We know the Washington story well. In the modern day era of social media, instant messaging, and uploaded videos, almost everyone could share in some sense at least, the terror of those few horrifying minutes when the twister barreled through. And like Redbud a century-and-a-quarter ago. Washington’s spirit lives on. Despite the heartbreaking losses, residents rebuilt homes and got on with their lives.
Today, Red Bud does not commemorate the deadly tornado of 1892. It’s just too far removed. But it’s still listed in Illinois history books as one of the most damaging in the state’s history. There are others that have been more deadly, but in comparison to time, and in terms of destruction, it was devastating.

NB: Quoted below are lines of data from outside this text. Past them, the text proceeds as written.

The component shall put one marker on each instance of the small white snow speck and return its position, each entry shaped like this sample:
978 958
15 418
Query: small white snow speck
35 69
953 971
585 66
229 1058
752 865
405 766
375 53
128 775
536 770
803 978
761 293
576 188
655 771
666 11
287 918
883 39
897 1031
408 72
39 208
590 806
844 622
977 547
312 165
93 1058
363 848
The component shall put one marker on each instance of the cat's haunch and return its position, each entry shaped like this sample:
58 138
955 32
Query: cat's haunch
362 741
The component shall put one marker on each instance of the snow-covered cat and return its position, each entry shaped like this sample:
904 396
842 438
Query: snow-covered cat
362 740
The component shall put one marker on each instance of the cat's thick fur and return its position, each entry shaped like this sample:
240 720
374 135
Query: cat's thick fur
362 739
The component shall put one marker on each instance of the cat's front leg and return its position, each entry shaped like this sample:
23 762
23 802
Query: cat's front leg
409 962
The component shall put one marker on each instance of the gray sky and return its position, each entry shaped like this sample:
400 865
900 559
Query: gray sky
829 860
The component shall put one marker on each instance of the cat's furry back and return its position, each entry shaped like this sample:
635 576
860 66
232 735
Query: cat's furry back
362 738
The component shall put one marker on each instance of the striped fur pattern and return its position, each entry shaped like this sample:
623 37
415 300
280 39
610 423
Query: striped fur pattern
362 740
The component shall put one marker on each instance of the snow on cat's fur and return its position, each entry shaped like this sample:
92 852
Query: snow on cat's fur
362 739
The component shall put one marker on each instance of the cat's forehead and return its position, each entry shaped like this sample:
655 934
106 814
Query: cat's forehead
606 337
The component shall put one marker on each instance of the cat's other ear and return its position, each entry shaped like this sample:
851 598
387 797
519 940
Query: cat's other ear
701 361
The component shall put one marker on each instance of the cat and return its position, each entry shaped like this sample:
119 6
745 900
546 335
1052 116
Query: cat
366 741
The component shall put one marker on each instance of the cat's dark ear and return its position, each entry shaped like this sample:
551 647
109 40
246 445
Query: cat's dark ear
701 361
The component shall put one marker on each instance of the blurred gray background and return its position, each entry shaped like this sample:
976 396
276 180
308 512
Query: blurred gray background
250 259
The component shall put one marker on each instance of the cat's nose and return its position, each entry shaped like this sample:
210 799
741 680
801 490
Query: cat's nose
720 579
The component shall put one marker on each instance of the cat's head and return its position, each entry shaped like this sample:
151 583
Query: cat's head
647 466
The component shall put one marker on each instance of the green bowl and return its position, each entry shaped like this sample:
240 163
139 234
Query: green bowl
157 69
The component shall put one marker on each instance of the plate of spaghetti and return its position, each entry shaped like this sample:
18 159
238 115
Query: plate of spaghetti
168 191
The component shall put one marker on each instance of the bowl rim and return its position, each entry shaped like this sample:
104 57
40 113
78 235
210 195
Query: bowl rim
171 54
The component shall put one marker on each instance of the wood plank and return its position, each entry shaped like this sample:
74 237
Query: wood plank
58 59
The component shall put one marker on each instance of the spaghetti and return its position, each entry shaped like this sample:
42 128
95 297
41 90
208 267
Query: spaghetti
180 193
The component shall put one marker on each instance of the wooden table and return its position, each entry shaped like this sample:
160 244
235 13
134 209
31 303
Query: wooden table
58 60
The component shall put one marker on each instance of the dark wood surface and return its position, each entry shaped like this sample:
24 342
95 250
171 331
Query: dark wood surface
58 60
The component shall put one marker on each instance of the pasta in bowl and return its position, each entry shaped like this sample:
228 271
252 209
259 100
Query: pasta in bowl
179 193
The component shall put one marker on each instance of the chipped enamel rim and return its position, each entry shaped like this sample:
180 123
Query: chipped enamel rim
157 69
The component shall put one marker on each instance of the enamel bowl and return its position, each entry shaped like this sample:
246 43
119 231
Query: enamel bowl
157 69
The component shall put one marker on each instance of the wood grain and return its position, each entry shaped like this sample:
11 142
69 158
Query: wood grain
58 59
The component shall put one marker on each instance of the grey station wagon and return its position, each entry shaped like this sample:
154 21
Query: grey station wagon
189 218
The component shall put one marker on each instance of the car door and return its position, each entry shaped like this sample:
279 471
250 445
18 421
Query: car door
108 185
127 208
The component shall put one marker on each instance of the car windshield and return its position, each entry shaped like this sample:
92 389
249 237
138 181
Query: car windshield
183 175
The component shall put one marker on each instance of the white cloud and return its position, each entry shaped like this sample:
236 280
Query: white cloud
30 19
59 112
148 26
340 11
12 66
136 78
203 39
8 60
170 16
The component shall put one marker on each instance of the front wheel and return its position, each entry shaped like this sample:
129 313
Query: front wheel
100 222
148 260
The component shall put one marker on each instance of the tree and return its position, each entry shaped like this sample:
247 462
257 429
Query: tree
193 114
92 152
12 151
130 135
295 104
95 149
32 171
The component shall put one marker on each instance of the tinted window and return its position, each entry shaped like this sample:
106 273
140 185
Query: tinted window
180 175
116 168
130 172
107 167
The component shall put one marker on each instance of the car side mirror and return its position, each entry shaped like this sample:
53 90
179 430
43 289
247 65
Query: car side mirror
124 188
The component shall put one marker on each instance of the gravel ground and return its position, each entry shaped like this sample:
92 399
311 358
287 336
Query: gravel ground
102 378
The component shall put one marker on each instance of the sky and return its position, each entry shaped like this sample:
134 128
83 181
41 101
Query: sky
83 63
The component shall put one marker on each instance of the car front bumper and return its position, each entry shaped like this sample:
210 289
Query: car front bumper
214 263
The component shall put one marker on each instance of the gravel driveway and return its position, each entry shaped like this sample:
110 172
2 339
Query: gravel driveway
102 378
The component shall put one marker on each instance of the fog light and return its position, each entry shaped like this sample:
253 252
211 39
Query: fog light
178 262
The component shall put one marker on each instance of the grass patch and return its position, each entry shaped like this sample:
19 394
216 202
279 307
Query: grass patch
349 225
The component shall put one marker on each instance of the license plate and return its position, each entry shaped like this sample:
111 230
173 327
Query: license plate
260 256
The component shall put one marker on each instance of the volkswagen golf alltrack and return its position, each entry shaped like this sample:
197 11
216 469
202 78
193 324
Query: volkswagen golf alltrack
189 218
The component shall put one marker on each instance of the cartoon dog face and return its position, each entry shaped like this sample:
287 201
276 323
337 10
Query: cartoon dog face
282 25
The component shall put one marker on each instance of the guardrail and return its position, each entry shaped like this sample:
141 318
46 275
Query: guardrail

Perhaps what did not change after all these years are the twisters themselves; menacing in size and fury, unsuspecting and weirdly confusing. “Some of the freaks of the storm were marvelous,” the papers described in 1892. “Here a house was literally lifted from the ground and scarce a vestige of it left, while a neighboring residence seemed to have escaped with comparatively little injury.” That report from Red Bud, could have been also been written about Washington. In both cases, in freakish instances, a home on one side of the street was completely leveled while a structure on the other side was left unscathed.
Today, we may be better informed and better prepared when a tornado suddenly strikes, but we are still humbled, awed and shocked by its size, strength and impact. Nature, as it turns out, has no diminishing gain. Not even time can change that.
In Illinois, Red Bud and Washington didn’t pick the date, November 17, but the two are forever linked by that day, over a century apart, when a tornado came to their respective towns and changed lives forever.